Traditionally, stir fried rice noodles with meat, vegetables and a rich sweet and sour sauce would simply be known as Pad Thai, however, we put together a non-authentic recipe which adapts the classic flavours of the widely loved Pad Thai stir fry into a hearty and warming soup meal. The word ‘pad’ actually translates to ‘fried’ in Thai, so a Pad Thai Soup wouldn’t necessarily make sense in Thailand, however, there is an element of lightly frying the chicken at the beginning of this recipe. 

The creamy and comforting flavours in this soup are largely credited to the use of XO’s Instant Pad Thai Paste, which is great for saving time and money on individual ingredients typically used to bring out the taste of an authentic Pad Thai. This paste was also key to ensuring the recipe stays within the 5 ingredient limit for simplicity. While this recipe uses shredded chicken just like the stir fried version, this Pad Thai Soup works well with prawns instead - we encourage you to try the recipe with options and discover what you prefer! 



Optional: Swap the shredded chicken for cooked shrimp.

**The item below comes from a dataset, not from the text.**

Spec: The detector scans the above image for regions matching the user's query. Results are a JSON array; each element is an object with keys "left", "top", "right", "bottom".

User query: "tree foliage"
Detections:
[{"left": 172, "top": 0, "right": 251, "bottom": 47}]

  1. Begin by cooking the rice noodles according to package instructions, drain and set aside.
  2. Follow by adding cooking oil into the saucepan along with the shredded chicken and lightly frying until the chicken is more golden in colour. Once golden, remove some of the chicken from the pan and set aside.
  3. Next add in the pad Thai paste and chicken broth, stirring until well combined. Leave to simmer for 5 minutes then add the cooked rice noodles, stir together, turn the heat off and leave for another 2 minutes.
  4. Finally, serve the Pad Thai noodle soup into a desired bowl, top with extra chicken pieces, spring onions and enjoy!